To get an array containing only those records which are duplicates, it's a little moe complex, but you can still do it with a little Linq:
var output = input.GroupBy(x => x)
.Where(g => g.Skip(1).Any())
.Select(g => g.Key)
.ToArray();
Explanation:
.GroupBy
group identical strings together.Where
filter the groups by the following criteria.Skip(1).Any()

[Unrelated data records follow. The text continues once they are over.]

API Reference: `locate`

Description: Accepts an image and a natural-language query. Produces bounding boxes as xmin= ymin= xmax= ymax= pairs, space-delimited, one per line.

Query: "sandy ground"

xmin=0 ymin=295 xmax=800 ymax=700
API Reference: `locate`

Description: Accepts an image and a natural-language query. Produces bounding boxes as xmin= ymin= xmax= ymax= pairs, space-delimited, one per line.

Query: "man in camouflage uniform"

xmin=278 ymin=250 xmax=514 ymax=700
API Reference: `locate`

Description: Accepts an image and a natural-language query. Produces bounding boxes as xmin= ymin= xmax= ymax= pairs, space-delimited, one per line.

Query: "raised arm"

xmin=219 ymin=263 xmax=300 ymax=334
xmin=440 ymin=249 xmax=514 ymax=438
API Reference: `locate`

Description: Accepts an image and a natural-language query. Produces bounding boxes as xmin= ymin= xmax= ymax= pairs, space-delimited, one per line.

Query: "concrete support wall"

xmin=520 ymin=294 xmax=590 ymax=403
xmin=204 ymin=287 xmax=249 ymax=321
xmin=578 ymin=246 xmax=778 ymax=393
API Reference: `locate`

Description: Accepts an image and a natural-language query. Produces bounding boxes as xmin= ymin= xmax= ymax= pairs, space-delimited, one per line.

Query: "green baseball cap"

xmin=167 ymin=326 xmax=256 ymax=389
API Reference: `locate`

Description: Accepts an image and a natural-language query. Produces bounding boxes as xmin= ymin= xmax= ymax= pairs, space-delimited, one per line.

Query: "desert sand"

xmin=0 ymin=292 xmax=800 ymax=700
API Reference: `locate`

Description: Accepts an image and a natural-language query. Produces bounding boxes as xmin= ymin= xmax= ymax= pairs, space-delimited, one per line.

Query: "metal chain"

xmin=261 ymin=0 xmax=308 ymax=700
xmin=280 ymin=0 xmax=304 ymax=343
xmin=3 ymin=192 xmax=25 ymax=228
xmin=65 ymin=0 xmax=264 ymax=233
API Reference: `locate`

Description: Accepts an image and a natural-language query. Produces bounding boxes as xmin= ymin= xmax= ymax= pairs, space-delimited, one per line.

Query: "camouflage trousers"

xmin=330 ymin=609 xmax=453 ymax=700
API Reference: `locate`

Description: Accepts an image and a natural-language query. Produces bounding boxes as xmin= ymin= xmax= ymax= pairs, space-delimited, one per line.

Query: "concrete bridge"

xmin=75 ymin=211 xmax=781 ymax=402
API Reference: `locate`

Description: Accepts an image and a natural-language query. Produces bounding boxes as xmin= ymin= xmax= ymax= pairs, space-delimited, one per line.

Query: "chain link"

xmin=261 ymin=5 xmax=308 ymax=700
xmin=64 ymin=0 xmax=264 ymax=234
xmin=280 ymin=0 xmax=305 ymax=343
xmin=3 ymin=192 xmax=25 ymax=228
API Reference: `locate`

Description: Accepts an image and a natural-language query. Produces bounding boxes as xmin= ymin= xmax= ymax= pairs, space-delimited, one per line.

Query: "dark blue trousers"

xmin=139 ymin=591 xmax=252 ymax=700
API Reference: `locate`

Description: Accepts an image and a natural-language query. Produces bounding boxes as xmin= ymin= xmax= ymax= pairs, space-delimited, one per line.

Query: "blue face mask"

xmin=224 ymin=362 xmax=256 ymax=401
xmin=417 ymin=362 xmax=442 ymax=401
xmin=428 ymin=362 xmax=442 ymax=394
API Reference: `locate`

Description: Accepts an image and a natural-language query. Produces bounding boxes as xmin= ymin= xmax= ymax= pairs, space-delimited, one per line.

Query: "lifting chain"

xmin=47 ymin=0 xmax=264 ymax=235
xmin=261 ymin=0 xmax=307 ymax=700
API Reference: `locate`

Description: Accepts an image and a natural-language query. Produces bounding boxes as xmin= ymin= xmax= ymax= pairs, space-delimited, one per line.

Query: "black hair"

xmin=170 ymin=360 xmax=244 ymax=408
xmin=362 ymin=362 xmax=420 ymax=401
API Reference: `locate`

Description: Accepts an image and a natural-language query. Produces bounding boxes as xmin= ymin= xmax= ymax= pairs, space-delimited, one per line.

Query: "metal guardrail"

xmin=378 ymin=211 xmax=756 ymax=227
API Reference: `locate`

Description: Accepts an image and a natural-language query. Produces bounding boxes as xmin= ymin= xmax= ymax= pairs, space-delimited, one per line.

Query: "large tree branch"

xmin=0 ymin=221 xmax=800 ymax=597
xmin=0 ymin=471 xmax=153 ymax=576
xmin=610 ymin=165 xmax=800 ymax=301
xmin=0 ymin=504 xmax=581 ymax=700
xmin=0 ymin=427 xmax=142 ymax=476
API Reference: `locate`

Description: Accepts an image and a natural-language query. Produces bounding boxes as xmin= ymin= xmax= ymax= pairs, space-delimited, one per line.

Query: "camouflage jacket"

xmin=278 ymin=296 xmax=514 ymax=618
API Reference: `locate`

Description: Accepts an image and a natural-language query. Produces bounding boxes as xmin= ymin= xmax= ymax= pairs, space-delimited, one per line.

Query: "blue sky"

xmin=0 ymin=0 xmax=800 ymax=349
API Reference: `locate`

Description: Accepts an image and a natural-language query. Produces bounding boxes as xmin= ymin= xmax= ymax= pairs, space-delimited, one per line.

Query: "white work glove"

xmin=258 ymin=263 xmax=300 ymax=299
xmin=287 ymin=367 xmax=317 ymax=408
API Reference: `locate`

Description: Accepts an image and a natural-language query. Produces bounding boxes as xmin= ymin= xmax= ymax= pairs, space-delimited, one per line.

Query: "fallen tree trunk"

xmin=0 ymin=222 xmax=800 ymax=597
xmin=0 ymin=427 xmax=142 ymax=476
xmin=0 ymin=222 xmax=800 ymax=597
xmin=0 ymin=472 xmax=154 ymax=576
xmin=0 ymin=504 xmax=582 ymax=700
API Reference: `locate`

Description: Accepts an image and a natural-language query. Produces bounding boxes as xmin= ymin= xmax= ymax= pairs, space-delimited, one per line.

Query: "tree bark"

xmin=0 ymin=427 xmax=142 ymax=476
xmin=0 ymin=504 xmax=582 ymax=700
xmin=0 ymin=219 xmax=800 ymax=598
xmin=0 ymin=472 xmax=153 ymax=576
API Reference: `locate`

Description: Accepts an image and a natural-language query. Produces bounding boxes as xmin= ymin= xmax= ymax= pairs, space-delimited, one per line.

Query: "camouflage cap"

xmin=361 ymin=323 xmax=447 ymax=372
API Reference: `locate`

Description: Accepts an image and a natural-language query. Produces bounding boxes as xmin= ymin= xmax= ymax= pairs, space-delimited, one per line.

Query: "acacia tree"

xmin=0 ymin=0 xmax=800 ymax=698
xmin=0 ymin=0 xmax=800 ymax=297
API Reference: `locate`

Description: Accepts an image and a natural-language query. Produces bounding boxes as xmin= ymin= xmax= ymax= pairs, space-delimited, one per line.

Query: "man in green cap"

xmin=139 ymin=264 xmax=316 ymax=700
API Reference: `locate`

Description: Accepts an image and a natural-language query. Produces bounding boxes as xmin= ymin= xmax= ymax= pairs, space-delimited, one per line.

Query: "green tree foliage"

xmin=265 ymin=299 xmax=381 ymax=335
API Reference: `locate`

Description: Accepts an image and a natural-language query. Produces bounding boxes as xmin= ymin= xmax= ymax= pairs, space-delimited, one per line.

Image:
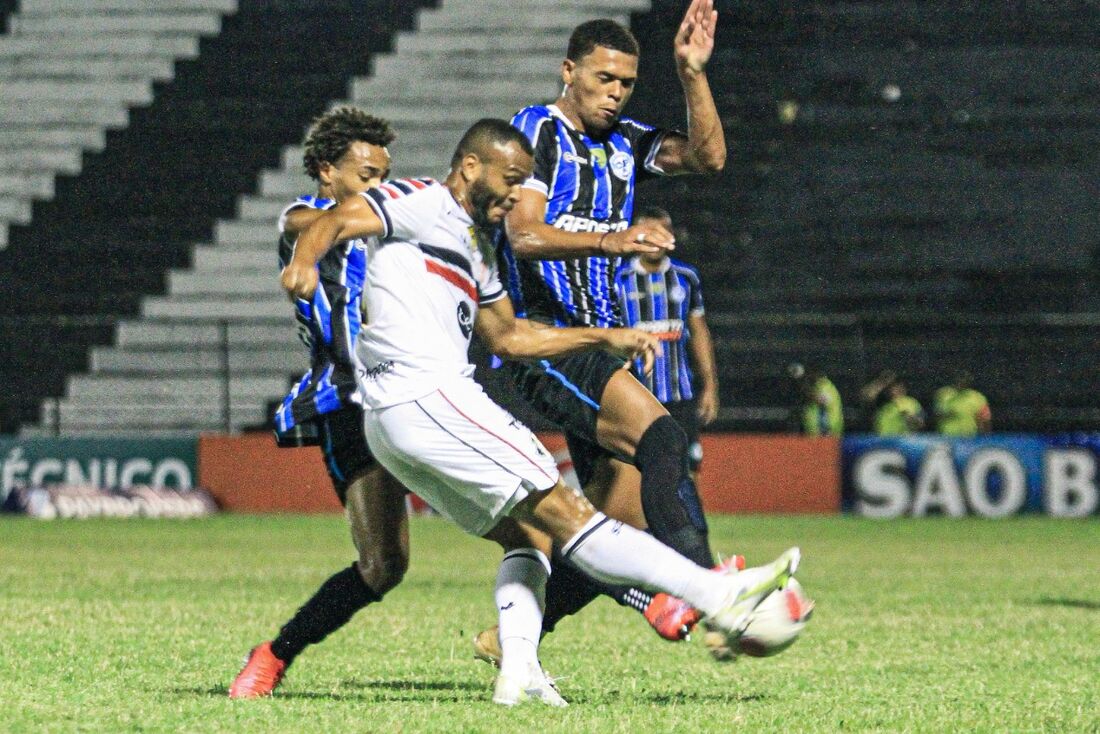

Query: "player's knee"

xmin=359 ymin=548 xmax=409 ymax=596
xmin=635 ymin=415 xmax=689 ymax=471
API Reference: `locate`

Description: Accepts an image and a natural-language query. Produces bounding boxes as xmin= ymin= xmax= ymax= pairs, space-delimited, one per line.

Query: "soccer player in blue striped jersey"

xmin=615 ymin=207 xmax=718 ymax=475
xmin=229 ymin=107 xmax=409 ymax=699
xmin=501 ymin=0 xmax=726 ymax=637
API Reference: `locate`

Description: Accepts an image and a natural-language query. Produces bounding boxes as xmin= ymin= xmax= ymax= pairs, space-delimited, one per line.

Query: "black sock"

xmin=272 ymin=563 xmax=382 ymax=665
xmin=542 ymin=548 xmax=607 ymax=633
xmin=634 ymin=416 xmax=714 ymax=568
xmin=542 ymin=549 xmax=653 ymax=633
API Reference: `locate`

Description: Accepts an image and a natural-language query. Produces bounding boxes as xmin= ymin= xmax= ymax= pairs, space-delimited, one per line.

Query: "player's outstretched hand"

xmin=281 ymin=260 xmax=318 ymax=300
xmin=605 ymin=329 xmax=661 ymax=374
xmin=695 ymin=387 xmax=718 ymax=426
xmin=601 ymin=222 xmax=677 ymax=255
xmin=672 ymin=0 xmax=718 ymax=74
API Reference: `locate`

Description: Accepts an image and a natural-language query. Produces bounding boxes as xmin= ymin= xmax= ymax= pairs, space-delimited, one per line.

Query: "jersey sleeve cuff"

xmin=523 ymin=176 xmax=550 ymax=197
xmin=646 ymin=130 xmax=670 ymax=176
xmin=477 ymin=288 xmax=508 ymax=306
xmin=362 ymin=189 xmax=394 ymax=239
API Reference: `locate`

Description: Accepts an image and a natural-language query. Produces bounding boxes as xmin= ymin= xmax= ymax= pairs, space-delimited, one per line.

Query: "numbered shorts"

xmin=664 ymin=398 xmax=703 ymax=471
xmin=364 ymin=380 xmax=559 ymax=536
xmin=503 ymin=351 xmax=625 ymax=486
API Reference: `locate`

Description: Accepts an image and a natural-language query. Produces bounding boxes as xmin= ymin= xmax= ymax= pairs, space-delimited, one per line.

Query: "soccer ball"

xmin=703 ymin=579 xmax=814 ymax=660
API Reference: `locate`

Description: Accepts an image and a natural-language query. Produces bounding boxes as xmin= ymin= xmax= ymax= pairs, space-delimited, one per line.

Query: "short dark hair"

xmin=451 ymin=118 xmax=535 ymax=167
xmin=634 ymin=207 xmax=672 ymax=221
xmin=565 ymin=18 xmax=641 ymax=62
xmin=303 ymin=107 xmax=397 ymax=179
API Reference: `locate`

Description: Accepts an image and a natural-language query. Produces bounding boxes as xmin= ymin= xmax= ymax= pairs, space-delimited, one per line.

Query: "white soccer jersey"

xmin=356 ymin=178 xmax=505 ymax=408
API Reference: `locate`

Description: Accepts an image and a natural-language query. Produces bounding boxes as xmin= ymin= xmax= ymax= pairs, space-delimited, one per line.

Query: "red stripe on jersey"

xmin=436 ymin=390 xmax=553 ymax=481
xmin=424 ymin=260 xmax=477 ymax=302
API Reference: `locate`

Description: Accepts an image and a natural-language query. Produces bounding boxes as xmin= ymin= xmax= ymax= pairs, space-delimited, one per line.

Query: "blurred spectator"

xmin=787 ymin=362 xmax=844 ymax=436
xmin=615 ymin=207 xmax=718 ymax=474
xmin=934 ymin=371 xmax=993 ymax=436
xmin=875 ymin=379 xmax=924 ymax=436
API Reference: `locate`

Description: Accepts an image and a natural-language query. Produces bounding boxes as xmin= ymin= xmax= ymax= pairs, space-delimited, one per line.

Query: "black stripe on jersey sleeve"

xmin=420 ymin=244 xmax=474 ymax=280
xmin=363 ymin=188 xmax=394 ymax=238
xmin=477 ymin=288 xmax=508 ymax=306
xmin=528 ymin=118 xmax=561 ymax=195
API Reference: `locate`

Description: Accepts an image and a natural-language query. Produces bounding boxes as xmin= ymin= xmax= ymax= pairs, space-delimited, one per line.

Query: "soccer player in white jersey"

xmin=283 ymin=120 xmax=799 ymax=705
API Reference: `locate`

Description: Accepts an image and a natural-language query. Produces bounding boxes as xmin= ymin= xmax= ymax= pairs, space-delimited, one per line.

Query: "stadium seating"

xmin=0 ymin=0 xmax=1100 ymax=431
xmin=0 ymin=0 xmax=429 ymax=430
xmin=8 ymin=0 xmax=645 ymax=434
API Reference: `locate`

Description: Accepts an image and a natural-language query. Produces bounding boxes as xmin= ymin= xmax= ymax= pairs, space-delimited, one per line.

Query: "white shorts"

xmin=364 ymin=380 xmax=559 ymax=536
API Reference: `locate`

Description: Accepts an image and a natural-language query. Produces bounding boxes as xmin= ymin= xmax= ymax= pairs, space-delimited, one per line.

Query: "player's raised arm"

xmin=283 ymin=206 xmax=325 ymax=235
xmin=655 ymin=0 xmax=726 ymax=174
xmin=505 ymin=187 xmax=675 ymax=260
xmin=282 ymin=196 xmax=385 ymax=298
xmin=474 ymin=298 xmax=661 ymax=372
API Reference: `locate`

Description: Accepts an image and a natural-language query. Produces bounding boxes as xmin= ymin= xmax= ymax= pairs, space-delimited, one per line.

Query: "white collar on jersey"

xmin=547 ymin=105 xmax=576 ymax=130
xmin=630 ymin=255 xmax=672 ymax=275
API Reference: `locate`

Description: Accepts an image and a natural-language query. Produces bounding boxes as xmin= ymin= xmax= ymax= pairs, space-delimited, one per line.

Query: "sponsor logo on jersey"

xmin=634 ymin=319 xmax=684 ymax=341
xmin=611 ymin=151 xmax=634 ymax=180
xmin=553 ymin=215 xmax=629 ymax=232
xmin=359 ymin=360 xmax=394 ymax=380
xmin=458 ymin=300 xmax=474 ymax=339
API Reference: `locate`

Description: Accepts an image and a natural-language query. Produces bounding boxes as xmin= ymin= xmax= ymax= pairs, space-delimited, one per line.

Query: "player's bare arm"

xmin=655 ymin=0 xmax=726 ymax=174
xmin=474 ymin=297 xmax=661 ymax=372
xmin=281 ymin=196 xmax=385 ymax=298
xmin=283 ymin=207 xmax=325 ymax=234
xmin=688 ymin=314 xmax=718 ymax=426
xmin=505 ymin=188 xmax=675 ymax=260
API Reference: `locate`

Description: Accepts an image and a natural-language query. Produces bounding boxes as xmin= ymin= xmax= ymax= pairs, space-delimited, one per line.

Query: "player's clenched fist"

xmin=605 ymin=329 xmax=661 ymax=374
xmin=600 ymin=222 xmax=677 ymax=255
xmin=281 ymin=260 xmax=317 ymax=300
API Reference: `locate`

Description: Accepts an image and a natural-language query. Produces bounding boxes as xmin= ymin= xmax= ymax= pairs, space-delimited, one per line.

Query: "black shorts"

xmin=664 ymin=401 xmax=703 ymax=471
xmin=317 ymin=405 xmax=376 ymax=504
xmin=503 ymin=352 xmax=625 ymax=486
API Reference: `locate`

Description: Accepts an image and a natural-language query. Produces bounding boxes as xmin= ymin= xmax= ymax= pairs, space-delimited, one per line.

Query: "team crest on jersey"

xmin=609 ymin=151 xmax=634 ymax=180
xmin=458 ymin=300 xmax=474 ymax=339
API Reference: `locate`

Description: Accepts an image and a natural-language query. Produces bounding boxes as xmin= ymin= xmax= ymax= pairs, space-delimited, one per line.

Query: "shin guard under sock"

xmin=272 ymin=563 xmax=382 ymax=665
xmin=634 ymin=416 xmax=714 ymax=568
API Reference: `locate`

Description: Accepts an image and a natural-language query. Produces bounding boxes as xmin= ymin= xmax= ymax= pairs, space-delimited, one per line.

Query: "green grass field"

xmin=0 ymin=516 xmax=1100 ymax=733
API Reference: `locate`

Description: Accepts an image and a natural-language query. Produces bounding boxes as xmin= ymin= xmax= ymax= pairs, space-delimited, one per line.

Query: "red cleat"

xmin=642 ymin=593 xmax=701 ymax=643
xmin=644 ymin=556 xmax=745 ymax=643
xmin=229 ymin=642 xmax=286 ymax=699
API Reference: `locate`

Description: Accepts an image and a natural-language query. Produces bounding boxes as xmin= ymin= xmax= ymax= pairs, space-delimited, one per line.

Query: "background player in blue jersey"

xmin=490 ymin=0 xmax=726 ymax=639
xmin=615 ymin=207 xmax=718 ymax=474
xmin=229 ymin=107 xmax=409 ymax=698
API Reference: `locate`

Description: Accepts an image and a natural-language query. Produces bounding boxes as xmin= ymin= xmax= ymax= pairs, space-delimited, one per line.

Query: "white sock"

xmin=562 ymin=513 xmax=728 ymax=615
xmin=493 ymin=548 xmax=550 ymax=683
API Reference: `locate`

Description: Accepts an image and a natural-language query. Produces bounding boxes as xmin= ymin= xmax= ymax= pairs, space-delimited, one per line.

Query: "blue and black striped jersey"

xmin=275 ymin=196 xmax=366 ymax=431
xmin=615 ymin=258 xmax=703 ymax=403
xmin=499 ymin=105 xmax=668 ymax=327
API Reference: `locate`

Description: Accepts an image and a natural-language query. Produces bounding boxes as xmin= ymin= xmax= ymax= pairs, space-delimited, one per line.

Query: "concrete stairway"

xmin=26 ymin=0 xmax=648 ymax=435
xmin=0 ymin=0 xmax=237 ymax=249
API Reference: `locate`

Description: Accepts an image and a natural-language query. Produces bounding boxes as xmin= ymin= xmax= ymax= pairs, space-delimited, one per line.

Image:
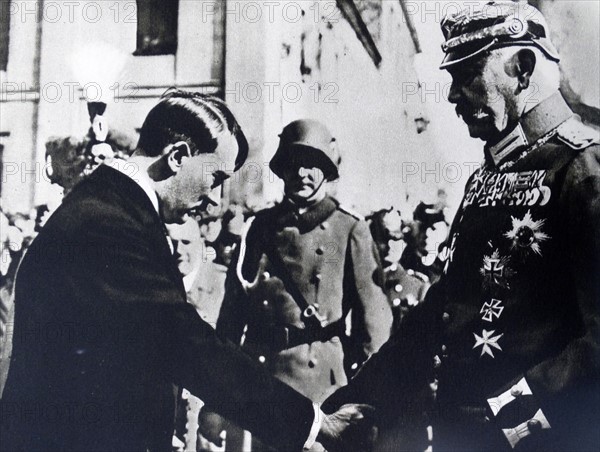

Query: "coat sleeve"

xmin=217 ymin=247 xmax=250 ymax=344
xmin=323 ymin=285 xmax=439 ymax=425
xmin=71 ymin=206 xmax=314 ymax=450
xmin=349 ymin=220 xmax=393 ymax=364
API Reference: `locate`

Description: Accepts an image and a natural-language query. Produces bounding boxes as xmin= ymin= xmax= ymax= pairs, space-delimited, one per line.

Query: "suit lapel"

xmin=90 ymin=165 xmax=185 ymax=298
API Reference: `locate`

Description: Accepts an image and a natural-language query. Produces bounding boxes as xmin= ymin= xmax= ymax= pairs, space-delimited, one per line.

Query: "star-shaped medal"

xmin=479 ymin=298 xmax=504 ymax=322
xmin=504 ymin=211 xmax=550 ymax=256
xmin=473 ymin=330 xmax=504 ymax=358
xmin=479 ymin=249 xmax=514 ymax=288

return true if there are 2 or more items in the group. This is equivalent to.Count() > 1
, but it's slightly more efficient because it stops counting after it finds a second item.
.Select
return a set consisting only of a single string (rather than the group).ToArray
convert the result set to an array.
Here's another solution using a custom extension method:
public static class MyExtensions
{
public static IEnumerable<T> Duplicates<T>(this IEnumerable<T> input)
{
var a = new HashSet<T>();
var b = new HashSet<T>();
foreach(var x in input)
{
if (!a.Add(x) && b.Add(x))
yield return x;
}
}
}
And then you can call this method like this:
var output = input.Duplicates().ToArray();
I haven't benchmarked this, but it should be more efficient than the previous method.
回答2:
You can use the built in in .Distinct() method, by default the comparisons are case sensitive, if you want to make it case insenstive use the overload that takes a comparer in and use a case insensitive string comparer.
List<string> emailAddresses = GetListOfEmailAddresses();
string[] uniqueEmailAddresses = emailAddresses.Distinct(StringComparer.OrdinalIgnoreCase).ToArray();
EDIT: Now I see after you made your clarification you only want to list the duplicates.
string[] duplicateAddresses = emailAddresses.GroupBy(address => address,
(key, rows) => new {Key = key, Count = rows.Count()},
StringComparer.OrdinalIgnoreCase)
.Where(row => row.Count > 1)
.Select(row => row.Key)
.ToArray();
回答3:
To select emails which occur more then once..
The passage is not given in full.